Inkface groaned, and one last gurgle emerged from the hole in his throat before his body was suddenly still.

Party music was still blaring from the stereo, but Patrick hadcounted six shots, which was far too many to have gone unnoticed by the other kidnappers down the hall or in the next room. Olga took aim at the sick guy in the corner, but the sicker he got, the more boyish he looked to Patrick.

“Enough,” said Patrick, turning Olga’s gun away.

She didn’t resist, but she went from body to body, rifled through pockets, and grabbed ammunition and cash. She handed the dead muscleman’s Glock to Patrick.

“Do you know how to use a gun?” she asked, as she pulled on her shirt.

“My dad used to take me to the shooting range with him.

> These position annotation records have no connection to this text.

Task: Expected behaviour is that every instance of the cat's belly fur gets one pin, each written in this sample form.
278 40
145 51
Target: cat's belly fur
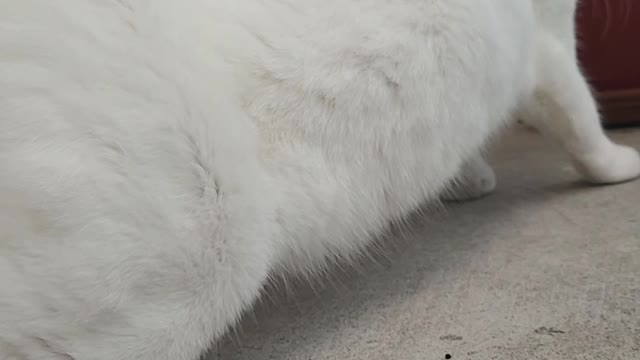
319 126
360 133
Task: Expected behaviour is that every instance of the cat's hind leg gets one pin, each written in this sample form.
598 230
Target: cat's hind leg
563 107
475 180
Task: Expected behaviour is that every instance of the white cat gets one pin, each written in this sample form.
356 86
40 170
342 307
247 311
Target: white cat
161 159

But to be honest, I’m much better at paintball.”

“This is a nine millimeter. Semiautomatic. Fifteen rounds in the magazine and one in the pipe. Make your dad proud.”

“Got it.”

“The only way out of this building is to shoot our way out. Can you handle that?”

“Do I have a choice?”

No answer was required. “Follow me,” said Olga, and she started toward the door.

Patrick said a quick prayer, his quickest one ever, and was right on Olga’s heels as she flung open the door. She grabbed Patrick’s hand, leading with her pistol as they burst into the hallway, greeted by thepoppoppopof return gunfire.

“Olga!” Patrick shouted.

She hit the floor, never letting go of his hand, taking Patrick down with her.

Chapter 36

Christian Gamble waited alone at a table in the prison visitation center. It was his first trip to FCP Alderson, and it would be his first communication with Sandra Levy since the day of her arrest. His lawyer would have killed or at least maimed him had she known he was there.

“Inmate’s on her way,” the corrections officer said.

Gamble thanked him, still finding it bizarre that Sandra was an “inmate.” Even stranger was the fact that he was third on the list of Gamble family visitors, after his wife and daughter.

“Was that your Super Puma that touched down on the helipad?” the officer asked in a West Virginia accent.

Gamble had flown up from Virginia on the company helicopter, a Eurocopter EC225 Super Puma. Kate had called twice during his flight, which he’d ignored, not wanting to have to explain where he was going. It was another trait Kate had inherited from her mother, the innate ability to know exactly when he was stepping out of line.

“Yeah, that was me,” said Gamble.

The guard whistled and said, “That’s one sexy bird.”